44

"Eğer Biz onu acemî (yabancı) dilden bir Kur’ân kılsaydık, mutlaka diyeceklerdi ki: "Ayetleri tafsilatlı şekilde açıklanmak değil miydi? Acaba acemî (yabancı) dilden kitap olur mu?" De ki: "O Kur’ân, îmân eden kimseler için hidâyet rehberi ve şifadır. İman etmeyenlere gelince, onların kulaklarında bir ağrıdık vardır ve Kur’ân onlara kapalıdır. İşte onlar, sanki uzak bir yerden çağırlıyorlar gibi anlamazlar."

A- "Eğer Biz onu Acemî (yabancı) dilden bir Kur’ân kılsaydık, mutlaka diyeceklerdi ki: "Ayetleri tafsilatlı şekilde açıklanmalı değil miydi?
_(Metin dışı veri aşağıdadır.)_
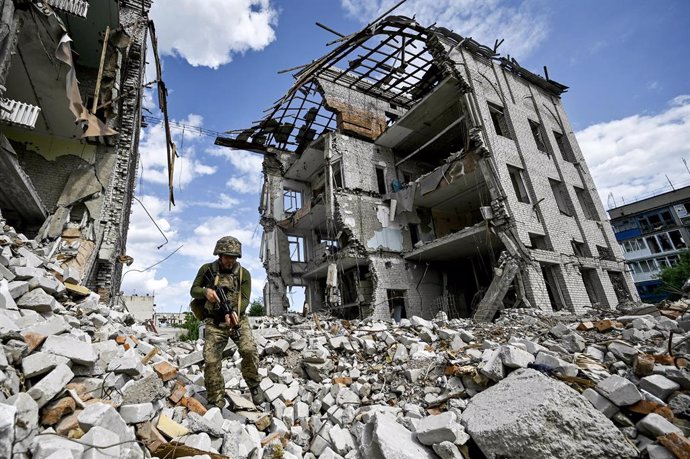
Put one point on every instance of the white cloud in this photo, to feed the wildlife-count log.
(209, 32)
(153, 153)
(247, 176)
(522, 26)
(196, 248)
(631, 157)
(223, 201)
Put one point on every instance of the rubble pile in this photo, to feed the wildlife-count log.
(80, 379)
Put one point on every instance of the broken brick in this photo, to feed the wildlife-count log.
(52, 413)
(165, 370)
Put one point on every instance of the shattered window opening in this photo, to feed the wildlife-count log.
(499, 120)
(561, 195)
(677, 239)
(337, 174)
(296, 247)
(518, 182)
(538, 135)
(586, 203)
(564, 147)
(381, 179)
(653, 244)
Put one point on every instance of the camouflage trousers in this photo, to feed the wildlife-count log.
(215, 342)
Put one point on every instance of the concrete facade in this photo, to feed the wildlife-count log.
(447, 180)
(652, 232)
(71, 167)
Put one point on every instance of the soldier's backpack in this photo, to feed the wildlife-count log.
(197, 305)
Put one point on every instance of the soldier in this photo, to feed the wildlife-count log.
(227, 274)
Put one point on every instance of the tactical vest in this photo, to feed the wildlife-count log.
(230, 282)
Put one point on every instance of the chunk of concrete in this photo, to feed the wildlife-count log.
(659, 386)
(77, 351)
(26, 423)
(190, 359)
(654, 425)
(600, 402)
(531, 416)
(40, 363)
(6, 299)
(440, 428)
(514, 357)
(45, 446)
(136, 413)
(100, 437)
(37, 300)
(554, 363)
(619, 390)
(52, 384)
(383, 438)
(7, 416)
(623, 351)
(147, 389)
(104, 415)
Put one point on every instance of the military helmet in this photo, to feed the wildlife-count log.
(228, 245)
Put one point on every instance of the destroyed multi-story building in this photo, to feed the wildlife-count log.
(71, 73)
(652, 232)
(412, 170)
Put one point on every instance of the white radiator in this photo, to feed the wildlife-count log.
(19, 113)
(76, 7)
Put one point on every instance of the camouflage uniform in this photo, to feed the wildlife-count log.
(210, 275)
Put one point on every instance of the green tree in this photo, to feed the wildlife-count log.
(256, 308)
(191, 324)
(673, 277)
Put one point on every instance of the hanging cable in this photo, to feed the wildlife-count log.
(154, 222)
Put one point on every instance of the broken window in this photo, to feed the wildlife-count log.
(337, 174)
(605, 253)
(592, 284)
(677, 239)
(619, 286)
(292, 200)
(564, 147)
(396, 304)
(381, 179)
(538, 135)
(551, 274)
(586, 203)
(662, 263)
(518, 184)
(296, 246)
(499, 119)
(666, 218)
(579, 248)
(653, 244)
(646, 266)
(665, 242)
(561, 195)
(537, 241)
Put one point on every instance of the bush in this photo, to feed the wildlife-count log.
(256, 308)
(191, 324)
(674, 277)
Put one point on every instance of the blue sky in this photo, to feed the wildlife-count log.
(627, 64)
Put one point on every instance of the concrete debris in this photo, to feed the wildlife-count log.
(532, 384)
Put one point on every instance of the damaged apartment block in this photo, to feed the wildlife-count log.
(411, 171)
(71, 74)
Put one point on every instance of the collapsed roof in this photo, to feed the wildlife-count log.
(395, 60)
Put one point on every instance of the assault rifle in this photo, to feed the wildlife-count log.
(225, 312)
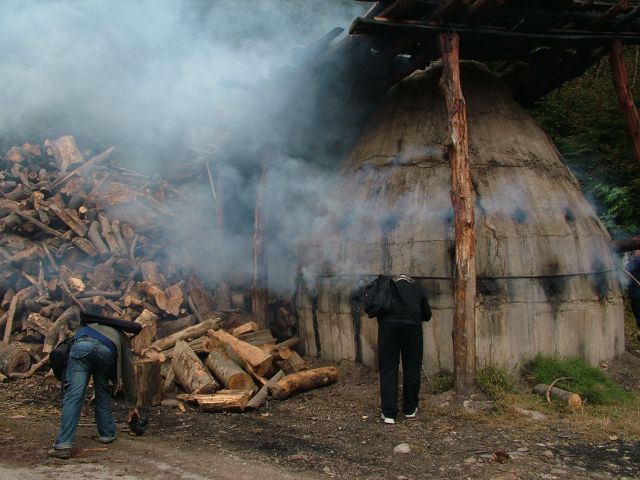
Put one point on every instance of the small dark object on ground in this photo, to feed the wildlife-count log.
(137, 425)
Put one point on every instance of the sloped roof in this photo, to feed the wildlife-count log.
(534, 45)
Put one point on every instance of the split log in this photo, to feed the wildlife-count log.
(59, 329)
(74, 223)
(86, 245)
(228, 372)
(174, 299)
(38, 323)
(115, 228)
(245, 328)
(190, 372)
(198, 345)
(34, 368)
(302, 381)
(462, 198)
(294, 363)
(291, 342)
(95, 160)
(259, 398)
(572, 399)
(169, 386)
(261, 337)
(259, 361)
(94, 235)
(148, 382)
(199, 296)
(144, 339)
(187, 334)
(107, 234)
(13, 307)
(168, 327)
(65, 151)
(13, 360)
(224, 401)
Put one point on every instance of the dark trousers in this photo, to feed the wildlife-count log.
(395, 340)
(635, 308)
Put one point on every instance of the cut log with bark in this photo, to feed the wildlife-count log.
(302, 381)
(293, 363)
(68, 219)
(190, 371)
(148, 382)
(34, 368)
(168, 327)
(259, 398)
(228, 372)
(573, 400)
(259, 360)
(257, 338)
(249, 327)
(59, 329)
(169, 385)
(37, 322)
(188, 333)
(222, 401)
(13, 360)
(94, 235)
(145, 338)
(65, 151)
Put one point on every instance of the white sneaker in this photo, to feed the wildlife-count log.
(389, 420)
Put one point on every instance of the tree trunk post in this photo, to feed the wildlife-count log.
(259, 290)
(464, 328)
(621, 83)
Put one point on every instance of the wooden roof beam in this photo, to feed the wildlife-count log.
(448, 9)
(609, 15)
(564, 38)
(482, 10)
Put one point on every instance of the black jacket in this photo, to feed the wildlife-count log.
(416, 308)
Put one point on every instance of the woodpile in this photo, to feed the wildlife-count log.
(81, 233)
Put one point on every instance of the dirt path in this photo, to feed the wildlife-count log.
(333, 432)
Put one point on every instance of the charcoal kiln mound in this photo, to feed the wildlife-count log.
(546, 281)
Acaba Acemî (yabancı) dilden kitap olur mu?"

Bu kelâm, kâfirlerin: "Kur’ân, niçin Acem lisanıyla indirilmedi?" şeklindeki sözlerine cevaptır.

Acemî, anlaşılmayan kelâm ve onu konuşan anlamındadır.
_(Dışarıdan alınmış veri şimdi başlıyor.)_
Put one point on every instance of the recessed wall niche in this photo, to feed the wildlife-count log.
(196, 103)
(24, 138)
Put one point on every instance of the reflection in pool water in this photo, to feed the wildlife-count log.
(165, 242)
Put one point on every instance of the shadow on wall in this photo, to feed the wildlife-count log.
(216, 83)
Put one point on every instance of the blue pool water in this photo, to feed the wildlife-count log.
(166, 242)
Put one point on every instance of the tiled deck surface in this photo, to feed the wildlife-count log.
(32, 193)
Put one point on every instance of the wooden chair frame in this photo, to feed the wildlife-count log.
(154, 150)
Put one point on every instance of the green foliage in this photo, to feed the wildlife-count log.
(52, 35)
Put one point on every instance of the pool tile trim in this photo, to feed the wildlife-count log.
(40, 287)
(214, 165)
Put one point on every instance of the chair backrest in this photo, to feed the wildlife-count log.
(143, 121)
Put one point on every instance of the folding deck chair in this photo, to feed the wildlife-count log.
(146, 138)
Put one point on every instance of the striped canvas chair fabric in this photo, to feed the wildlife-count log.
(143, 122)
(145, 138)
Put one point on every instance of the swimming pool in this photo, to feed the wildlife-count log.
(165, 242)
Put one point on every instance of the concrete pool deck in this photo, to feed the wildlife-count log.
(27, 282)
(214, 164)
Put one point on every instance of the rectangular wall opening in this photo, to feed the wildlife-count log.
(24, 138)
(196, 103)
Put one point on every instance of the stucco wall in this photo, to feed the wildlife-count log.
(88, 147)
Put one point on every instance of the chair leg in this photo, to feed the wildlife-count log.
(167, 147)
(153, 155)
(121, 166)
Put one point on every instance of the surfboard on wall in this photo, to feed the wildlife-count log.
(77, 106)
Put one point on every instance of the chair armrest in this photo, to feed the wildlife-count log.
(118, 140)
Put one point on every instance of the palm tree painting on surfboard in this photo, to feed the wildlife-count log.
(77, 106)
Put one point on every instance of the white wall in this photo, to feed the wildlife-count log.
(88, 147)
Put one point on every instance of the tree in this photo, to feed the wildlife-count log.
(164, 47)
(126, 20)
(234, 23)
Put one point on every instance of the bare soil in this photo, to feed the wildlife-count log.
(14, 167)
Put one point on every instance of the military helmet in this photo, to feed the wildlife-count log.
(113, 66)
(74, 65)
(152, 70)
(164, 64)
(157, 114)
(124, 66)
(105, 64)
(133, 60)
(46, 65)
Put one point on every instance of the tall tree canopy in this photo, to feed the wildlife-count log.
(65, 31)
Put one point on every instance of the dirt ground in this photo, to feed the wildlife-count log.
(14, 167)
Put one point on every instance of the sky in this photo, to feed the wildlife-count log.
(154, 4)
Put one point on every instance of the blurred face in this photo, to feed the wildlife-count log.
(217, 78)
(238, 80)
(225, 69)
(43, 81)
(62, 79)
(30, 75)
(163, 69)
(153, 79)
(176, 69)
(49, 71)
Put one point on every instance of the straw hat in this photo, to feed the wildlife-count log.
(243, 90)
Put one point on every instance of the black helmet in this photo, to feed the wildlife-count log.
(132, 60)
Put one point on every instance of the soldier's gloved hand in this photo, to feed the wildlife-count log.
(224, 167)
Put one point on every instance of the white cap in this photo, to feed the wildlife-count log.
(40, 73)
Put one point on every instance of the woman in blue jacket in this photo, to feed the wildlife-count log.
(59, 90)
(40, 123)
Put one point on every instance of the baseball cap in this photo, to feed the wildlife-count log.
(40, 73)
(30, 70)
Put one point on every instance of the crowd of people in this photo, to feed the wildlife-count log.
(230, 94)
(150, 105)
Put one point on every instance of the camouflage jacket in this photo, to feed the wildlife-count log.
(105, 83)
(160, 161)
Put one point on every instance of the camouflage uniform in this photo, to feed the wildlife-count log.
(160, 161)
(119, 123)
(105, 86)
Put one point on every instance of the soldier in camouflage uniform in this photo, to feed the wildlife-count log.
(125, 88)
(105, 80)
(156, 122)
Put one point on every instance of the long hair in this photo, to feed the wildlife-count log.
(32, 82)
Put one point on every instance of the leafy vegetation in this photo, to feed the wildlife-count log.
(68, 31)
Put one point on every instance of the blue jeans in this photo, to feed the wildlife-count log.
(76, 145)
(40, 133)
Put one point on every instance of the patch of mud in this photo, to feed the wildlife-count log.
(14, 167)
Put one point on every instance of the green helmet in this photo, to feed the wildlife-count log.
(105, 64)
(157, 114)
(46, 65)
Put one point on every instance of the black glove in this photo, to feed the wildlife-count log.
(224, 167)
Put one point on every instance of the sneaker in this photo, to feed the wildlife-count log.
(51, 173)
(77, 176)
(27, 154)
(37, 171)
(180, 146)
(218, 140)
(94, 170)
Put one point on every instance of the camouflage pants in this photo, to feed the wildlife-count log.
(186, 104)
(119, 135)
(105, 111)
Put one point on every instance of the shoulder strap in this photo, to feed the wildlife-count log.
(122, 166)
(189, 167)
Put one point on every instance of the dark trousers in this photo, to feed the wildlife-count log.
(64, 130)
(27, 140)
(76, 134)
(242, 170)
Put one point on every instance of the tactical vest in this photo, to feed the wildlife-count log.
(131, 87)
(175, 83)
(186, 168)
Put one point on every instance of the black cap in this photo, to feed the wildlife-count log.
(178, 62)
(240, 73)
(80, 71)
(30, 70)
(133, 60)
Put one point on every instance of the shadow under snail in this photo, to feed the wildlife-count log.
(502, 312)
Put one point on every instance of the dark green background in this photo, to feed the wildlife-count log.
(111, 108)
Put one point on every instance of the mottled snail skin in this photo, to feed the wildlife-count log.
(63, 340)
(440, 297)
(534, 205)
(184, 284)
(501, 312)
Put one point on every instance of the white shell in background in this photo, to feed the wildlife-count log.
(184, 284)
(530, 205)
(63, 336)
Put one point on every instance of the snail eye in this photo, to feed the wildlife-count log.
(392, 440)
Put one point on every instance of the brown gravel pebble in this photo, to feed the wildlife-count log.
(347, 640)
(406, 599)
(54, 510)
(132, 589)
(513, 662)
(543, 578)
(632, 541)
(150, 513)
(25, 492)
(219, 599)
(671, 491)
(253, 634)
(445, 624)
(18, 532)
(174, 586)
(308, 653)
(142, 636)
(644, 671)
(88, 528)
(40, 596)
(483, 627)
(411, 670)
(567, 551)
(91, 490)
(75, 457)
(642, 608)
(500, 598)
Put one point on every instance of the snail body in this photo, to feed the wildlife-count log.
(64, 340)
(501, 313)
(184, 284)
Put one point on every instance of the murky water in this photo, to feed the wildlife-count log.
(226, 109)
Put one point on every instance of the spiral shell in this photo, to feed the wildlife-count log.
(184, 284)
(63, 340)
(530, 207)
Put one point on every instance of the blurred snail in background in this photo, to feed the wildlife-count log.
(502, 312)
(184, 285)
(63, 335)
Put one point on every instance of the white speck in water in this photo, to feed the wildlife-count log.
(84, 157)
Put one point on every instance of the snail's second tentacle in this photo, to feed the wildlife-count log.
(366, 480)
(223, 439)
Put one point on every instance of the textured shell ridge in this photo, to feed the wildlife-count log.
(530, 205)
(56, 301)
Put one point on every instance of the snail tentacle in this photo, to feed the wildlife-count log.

Yahut niçin Kur’ân'ın, hem Acemilere, hem de Araplara anlatılması için bazı âyetleri Acemce ve bazı âyetleri de Arapça kılınmadı?
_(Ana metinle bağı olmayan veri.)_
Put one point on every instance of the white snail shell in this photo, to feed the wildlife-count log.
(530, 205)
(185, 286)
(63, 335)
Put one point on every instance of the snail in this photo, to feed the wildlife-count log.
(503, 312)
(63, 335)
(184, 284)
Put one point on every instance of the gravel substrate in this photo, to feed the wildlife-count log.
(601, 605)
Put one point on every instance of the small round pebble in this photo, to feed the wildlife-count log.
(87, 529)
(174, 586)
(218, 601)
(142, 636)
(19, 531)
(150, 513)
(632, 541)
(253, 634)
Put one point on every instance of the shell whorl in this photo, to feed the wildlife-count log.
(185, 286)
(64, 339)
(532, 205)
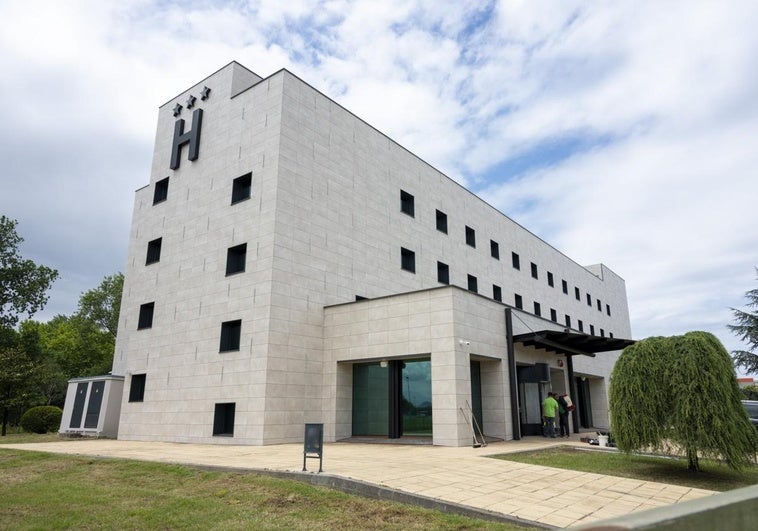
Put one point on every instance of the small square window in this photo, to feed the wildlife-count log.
(443, 273)
(442, 222)
(472, 283)
(153, 251)
(497, 293)
(242, 188)
(470, 236)
(407, 204)
(230, 335)
(161, 191)
(146, 316)
(223, 419)
(235, 259)
(137, 388)
(407, 260)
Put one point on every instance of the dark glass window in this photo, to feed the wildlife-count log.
(146, 315)
(153, 251)
(242, 188)
(407, 204)
(442, 222)
(443, 273)
(470, 236)
(235, 259)
(472, 283)
(223, 419)
(407, 260)
(497, 293)
(230, 335)
(161, 191)
(137, 388)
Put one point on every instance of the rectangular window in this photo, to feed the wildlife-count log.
(242, 188)
(494, 250)
(470, 236)
(443, 273)
(497, 293)
(407, 204)
(153, 251)
(146, 315)
(235, 259)
(161, 191)
(137, 388)
(223, 420)
(407, 260)
(472, 283)
(442, 222)
(230, 335)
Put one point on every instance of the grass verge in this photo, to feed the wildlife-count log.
(50, 491)
(713, 475)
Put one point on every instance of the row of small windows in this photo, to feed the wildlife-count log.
(242, 188)
(407, 206)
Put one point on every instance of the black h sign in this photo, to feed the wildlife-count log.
(192, 137)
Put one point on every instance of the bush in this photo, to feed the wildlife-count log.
(41, 419)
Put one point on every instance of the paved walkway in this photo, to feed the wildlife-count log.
(547, 496)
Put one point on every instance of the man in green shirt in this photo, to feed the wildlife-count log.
(549, 408)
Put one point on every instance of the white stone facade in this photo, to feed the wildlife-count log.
(323, 225)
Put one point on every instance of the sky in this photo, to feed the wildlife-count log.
(621, 132)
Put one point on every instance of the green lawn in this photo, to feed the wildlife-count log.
(713, 476)
(49, 491)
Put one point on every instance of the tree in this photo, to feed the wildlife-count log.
(681, 393)
(23, 284)
(746, 328)
(101, 305)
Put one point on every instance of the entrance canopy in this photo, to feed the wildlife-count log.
(571, 343)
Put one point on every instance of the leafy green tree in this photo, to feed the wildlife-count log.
(23, 284)
(681, 392)
(746, 328)
(101, 305)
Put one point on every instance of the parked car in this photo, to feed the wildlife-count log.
(752, 410)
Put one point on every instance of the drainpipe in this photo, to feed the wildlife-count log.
(515, 420)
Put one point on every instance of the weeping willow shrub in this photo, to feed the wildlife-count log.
(708, 419)
(681, 391)
(639, 404)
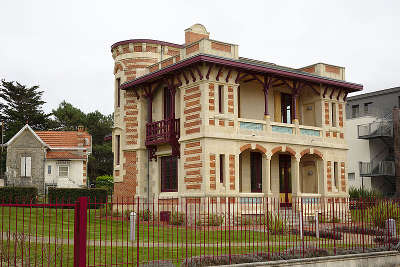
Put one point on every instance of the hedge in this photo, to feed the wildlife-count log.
(71, 195)
(18, 195)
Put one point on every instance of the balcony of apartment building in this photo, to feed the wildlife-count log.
(283, 114)
(380, 136)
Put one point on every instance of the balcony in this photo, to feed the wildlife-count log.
(274, 129)
(162, 132)
(382, 168)
(375, 130)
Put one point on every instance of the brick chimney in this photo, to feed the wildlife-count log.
(195, 33)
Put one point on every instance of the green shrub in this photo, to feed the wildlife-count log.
(271, 222)
(384, 210)
(211, 220)
(177, 218)
(275, 224)
(360, 193)
(18, 195)
(105, 182)
(106, 210)
(71, 195)
(145, 215)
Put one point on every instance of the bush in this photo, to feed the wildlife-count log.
(18, 195)
(145, 215)
(212, 220)
(275, 224)
(105, 182)
(383, 211)
(360, 193)
(177, 218)
(272, 222)
(71, 195)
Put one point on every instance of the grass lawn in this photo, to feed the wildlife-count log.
(59, 224)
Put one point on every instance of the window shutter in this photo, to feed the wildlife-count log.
(22, 166)
(28, 166)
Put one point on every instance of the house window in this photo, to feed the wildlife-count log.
(63, 170)
(167, 103)
(286, 108)
(26, 166)
(335, 174)
(169, 174)
(221, 168)
(355, 111)
(367, 108)
(221, 99)
(118, 92)
(118, 149)
(333, 110)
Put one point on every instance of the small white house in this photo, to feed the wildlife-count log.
(48, 158)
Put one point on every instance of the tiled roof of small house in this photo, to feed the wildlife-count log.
(65, 139)
(64, 155)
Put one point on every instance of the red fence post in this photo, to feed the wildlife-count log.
(80, 232)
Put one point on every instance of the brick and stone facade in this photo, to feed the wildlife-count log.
(235, 116)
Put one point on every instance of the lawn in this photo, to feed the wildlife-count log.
(43, 228)
(59, 224)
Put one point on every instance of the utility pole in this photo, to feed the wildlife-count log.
(1, 153)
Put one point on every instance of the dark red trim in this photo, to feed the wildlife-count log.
(243, 66)
(149, 41)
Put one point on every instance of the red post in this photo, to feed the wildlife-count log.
(80, 232)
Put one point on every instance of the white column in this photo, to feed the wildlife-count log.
(267, 177)
(296, 176)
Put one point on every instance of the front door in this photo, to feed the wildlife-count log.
(285, 180)
(256, 172)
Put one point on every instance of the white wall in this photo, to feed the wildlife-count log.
(75, 174)
(359, 150)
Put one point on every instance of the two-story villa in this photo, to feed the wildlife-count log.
(198, 120)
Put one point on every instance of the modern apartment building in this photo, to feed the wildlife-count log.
(372, 135)
(197, 120)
Llangi mânâya göre olursa olsun, burada anlatılan şudur: Allah'ın âyetleri hangi şekilde onlara gelmiş olsaydı, onlar inatçı bir gerekçe bulurlardı.

B- "De ki: "O Kur’ân, îmân eden kimseler için hidâyet rehberi ve şifadır, îman etmeyenlere gelince, onların kulaklarında bir ağırlık vardır ve Kur’ân onlara kapalıdır. İşte onlar, sanki uzak bir yerden çağirilıyorlar gibi anlamazlar."

Burada onların, Kur’ân'ı kabul etmemeleri ve ona ciddiyetle kulak vermemeleri, seslerin işitilmediği kadar uzak olan bir mesafeden çağırılan bir kimsenin haline benzetilmektedir.